What’s truly remarkable, however, is how foreign aid now only contributes 8.3% (450 million USD) to Rwanda’s budget. That’s a far cry from the days when donor funds made up more than half.
For many observers in the Great Lakes region, this is not just a financial statement, it’s a political milestone.
Rwanda’s progress did not come overnight. Over the past two decades, it has invested heavily in infrastructure, education, health care, and digital governance. It also prioritized security and administrative efficiency, reducing corruption and increasing public trust. The result?

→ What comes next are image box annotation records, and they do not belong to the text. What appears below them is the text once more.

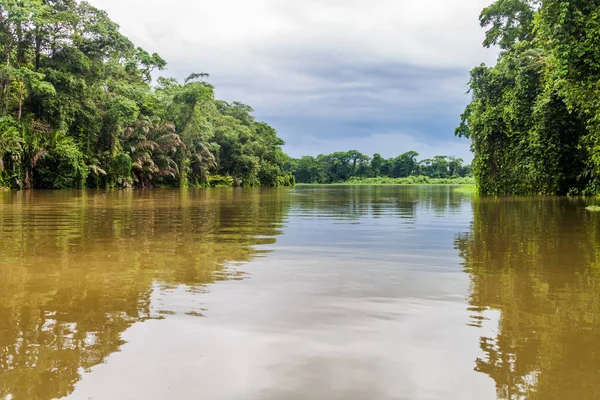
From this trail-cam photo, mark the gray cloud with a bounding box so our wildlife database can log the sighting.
[92,0,495,159]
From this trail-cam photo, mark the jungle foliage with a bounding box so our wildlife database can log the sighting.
[0,0,294,189]
[456,0,600,194]
[285,150,472,184]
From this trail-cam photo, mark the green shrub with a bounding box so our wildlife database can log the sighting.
[37,138,89,189]
[208,175,234,187]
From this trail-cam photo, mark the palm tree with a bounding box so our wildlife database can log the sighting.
[122,118,185,187]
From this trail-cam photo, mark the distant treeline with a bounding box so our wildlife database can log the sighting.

A small, landlocked country often compared to a “Singapore of Africa” now appears to be writing a different version of the African story, one rooted in accountability, performance, and vision.
Rwanda’s growing independence from donors signals a deeper transformation. Like China, it is quietly building the financial and institutional muscle to make sovereign decisions, without waiting for the green light from the West.
The Democratic Republic of Congo, with its immense mineral wealth, strategic location, and youthful population, has every reason to believe in a similar transformation. But for too long, mismanagement, dependence on aid, and internal divisions have prevented real progress.
Under the leadership of the (AFC), and with the rise of a new generation of Congolese citizens demanding transparency and results, the winds may finally be shifting.
The Kivu provinces, long at the heart of both suffering and resilience, now stand at the frontlines of change. From Goma to Bukavu, citizens are waking up to the idea that development is not a gift, it’s a duty. And that begins with the simplest but most powerful civic act: paying taxes.
If Rwanda can fund over 58% of its budget through internal resources, what’s stopping us? The answer is not a lack of wealth, Congo is one of the richest countries on Earth in natural resources. The problem has been poor governance, low trust in public institutions, and a fragmented national vision.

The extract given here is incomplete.